The movie's a poor dilution with nothing new to speak of but the cheapest and shallowest contemporary horror conventions. I'm not opposed to remakes, but I find thoughtless attempts like this to be a transparent cashing in on a better film's legacy for nothing more than a profit.
The nanny doesn't have the eeriness of the original nanny. Damien's original mother was better. The father and photographer are OK, but even the original dog was creepier.
The original Damian outwardly looks and acts like a normal kid, even a bit cute...but you can SENSE his his evil - the scene at the zoo (the equivalent scene in the remake is not nearly as good), his slight and subtle grin, his terror when approaching the church. It's precisely this subtly that makes him so creepy, evil disguising itself as innocence.
The new Damian, on the other hand, is more like an actor trying too hard to be "bad," and instead comes across as an angry, grouchy kid who scowls throughout the whole movie. He's more annoying than creepy. Take the church scene, as an example. *Spoiler* The original Damian begins shaking in fear as he approaches, and eventually latches onto his mother in sheer terror. Portraying a church as something terrifying to a child makes that child seem inherently evil, and is done in a brilliantly subtle way.
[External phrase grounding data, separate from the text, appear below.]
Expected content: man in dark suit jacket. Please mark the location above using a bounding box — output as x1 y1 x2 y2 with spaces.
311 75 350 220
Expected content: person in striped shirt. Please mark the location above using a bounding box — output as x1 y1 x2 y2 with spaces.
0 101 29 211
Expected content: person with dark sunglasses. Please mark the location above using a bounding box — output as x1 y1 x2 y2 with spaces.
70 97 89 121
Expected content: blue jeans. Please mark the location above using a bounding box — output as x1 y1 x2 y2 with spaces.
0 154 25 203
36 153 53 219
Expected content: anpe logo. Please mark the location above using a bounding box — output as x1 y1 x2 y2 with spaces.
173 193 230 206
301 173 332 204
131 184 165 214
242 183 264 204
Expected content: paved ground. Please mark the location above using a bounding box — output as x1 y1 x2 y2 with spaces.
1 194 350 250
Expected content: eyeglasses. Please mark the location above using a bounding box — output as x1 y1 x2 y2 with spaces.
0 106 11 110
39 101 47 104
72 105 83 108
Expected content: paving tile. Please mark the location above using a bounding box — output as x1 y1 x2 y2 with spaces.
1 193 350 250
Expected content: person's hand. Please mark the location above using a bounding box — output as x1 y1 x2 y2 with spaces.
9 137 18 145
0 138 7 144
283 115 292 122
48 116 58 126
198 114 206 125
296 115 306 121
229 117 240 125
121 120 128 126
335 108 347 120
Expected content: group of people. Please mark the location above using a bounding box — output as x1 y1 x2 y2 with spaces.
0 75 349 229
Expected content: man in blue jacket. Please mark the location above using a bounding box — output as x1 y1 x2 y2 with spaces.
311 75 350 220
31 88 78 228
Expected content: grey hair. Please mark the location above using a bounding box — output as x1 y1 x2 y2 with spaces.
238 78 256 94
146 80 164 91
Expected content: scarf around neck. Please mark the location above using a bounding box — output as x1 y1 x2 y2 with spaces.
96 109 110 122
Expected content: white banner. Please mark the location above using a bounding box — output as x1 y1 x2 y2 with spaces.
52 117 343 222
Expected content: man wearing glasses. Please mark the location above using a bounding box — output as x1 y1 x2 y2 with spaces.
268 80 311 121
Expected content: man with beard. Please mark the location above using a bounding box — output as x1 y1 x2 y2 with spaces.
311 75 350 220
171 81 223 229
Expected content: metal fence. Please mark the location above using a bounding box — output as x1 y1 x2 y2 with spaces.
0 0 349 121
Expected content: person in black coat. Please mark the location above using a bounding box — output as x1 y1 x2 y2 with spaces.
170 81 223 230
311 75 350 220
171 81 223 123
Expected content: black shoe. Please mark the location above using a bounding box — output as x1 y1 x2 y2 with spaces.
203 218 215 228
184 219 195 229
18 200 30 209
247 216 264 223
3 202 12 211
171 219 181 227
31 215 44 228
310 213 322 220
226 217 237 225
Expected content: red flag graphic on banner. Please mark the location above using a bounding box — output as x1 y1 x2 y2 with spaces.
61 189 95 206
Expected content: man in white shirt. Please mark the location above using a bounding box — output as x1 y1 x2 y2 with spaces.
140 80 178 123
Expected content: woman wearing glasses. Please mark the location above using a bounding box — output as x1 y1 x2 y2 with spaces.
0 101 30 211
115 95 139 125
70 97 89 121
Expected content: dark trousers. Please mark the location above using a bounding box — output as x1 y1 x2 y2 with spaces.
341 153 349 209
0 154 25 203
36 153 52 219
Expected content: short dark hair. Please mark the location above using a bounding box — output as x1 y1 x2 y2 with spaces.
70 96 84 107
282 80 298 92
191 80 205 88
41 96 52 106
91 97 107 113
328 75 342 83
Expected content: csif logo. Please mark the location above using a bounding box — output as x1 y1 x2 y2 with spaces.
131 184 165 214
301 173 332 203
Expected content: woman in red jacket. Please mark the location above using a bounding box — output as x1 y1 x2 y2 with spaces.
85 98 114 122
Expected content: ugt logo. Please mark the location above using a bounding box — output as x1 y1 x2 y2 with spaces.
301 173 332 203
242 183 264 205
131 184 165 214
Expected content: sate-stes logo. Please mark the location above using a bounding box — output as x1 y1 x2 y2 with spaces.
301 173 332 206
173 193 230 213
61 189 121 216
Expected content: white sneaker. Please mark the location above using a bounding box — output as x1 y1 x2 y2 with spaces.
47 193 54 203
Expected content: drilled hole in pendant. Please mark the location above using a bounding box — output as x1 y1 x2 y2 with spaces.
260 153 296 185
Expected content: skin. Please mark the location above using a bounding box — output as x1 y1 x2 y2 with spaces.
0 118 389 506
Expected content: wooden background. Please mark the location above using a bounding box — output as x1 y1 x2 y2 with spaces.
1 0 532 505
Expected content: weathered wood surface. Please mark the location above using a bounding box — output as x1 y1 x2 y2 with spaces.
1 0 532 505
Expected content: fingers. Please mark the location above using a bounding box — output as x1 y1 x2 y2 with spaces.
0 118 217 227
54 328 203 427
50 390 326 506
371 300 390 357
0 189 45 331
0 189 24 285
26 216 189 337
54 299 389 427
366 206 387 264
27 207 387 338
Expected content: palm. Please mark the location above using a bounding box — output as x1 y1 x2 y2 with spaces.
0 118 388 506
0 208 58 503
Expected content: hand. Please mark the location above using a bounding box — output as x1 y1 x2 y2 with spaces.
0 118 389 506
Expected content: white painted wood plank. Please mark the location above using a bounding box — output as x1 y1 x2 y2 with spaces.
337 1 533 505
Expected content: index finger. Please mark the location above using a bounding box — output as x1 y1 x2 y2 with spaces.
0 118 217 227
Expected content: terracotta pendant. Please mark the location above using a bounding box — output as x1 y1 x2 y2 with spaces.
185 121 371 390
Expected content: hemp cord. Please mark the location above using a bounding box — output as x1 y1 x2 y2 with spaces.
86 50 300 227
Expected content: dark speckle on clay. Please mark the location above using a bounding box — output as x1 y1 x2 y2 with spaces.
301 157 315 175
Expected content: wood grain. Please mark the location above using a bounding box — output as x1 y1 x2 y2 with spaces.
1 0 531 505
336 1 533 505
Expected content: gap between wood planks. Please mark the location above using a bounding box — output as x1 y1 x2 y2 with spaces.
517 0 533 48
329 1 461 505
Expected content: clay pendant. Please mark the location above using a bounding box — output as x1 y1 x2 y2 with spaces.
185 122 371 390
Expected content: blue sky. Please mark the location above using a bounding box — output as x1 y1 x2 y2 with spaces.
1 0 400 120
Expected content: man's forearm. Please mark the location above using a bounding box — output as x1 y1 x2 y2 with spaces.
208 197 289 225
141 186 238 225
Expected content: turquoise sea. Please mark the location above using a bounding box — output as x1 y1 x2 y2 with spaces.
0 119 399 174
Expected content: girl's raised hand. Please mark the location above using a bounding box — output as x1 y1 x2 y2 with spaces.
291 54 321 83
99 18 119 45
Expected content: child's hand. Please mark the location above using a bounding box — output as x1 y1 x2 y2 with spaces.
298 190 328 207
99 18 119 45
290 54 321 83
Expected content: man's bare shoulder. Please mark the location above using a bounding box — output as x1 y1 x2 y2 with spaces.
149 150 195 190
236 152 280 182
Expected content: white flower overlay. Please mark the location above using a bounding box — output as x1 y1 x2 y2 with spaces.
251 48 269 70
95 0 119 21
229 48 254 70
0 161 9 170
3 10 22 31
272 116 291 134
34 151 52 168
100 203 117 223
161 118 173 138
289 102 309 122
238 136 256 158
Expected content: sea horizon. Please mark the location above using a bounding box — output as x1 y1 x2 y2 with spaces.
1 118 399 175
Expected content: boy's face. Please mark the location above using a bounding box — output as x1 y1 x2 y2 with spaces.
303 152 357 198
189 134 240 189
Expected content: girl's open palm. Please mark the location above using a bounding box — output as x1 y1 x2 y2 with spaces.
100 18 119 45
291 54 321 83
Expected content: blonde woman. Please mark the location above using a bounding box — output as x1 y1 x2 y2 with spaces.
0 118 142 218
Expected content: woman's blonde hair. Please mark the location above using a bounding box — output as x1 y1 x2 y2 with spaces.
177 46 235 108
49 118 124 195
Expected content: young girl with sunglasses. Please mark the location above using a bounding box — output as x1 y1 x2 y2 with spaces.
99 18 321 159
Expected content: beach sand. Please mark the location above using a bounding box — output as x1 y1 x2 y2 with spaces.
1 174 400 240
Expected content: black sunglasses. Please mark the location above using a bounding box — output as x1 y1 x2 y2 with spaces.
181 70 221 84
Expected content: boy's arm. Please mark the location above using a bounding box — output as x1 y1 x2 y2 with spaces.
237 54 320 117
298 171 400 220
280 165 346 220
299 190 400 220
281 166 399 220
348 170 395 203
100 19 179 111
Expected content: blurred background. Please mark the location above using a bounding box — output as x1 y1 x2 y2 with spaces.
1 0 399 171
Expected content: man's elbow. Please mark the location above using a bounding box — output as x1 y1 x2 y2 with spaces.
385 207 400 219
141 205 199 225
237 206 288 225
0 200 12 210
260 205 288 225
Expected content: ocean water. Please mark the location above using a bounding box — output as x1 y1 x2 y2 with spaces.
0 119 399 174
In contrast, new Damien seems to get angrier and angrier, instead of scared, as he approaches the church. The effect is ruined, as he attacks his mother when they get close, seemingly not out of terror, but out of rage.
Then, of course there's the soundtrack, which I think MAKES the original movie. The new soundtrack left no impression on me at all.
So, why the three stars? I would give 2.5 if I could. It would be an OK movie (especially for free on Prime), but I can't help comparing it to the original.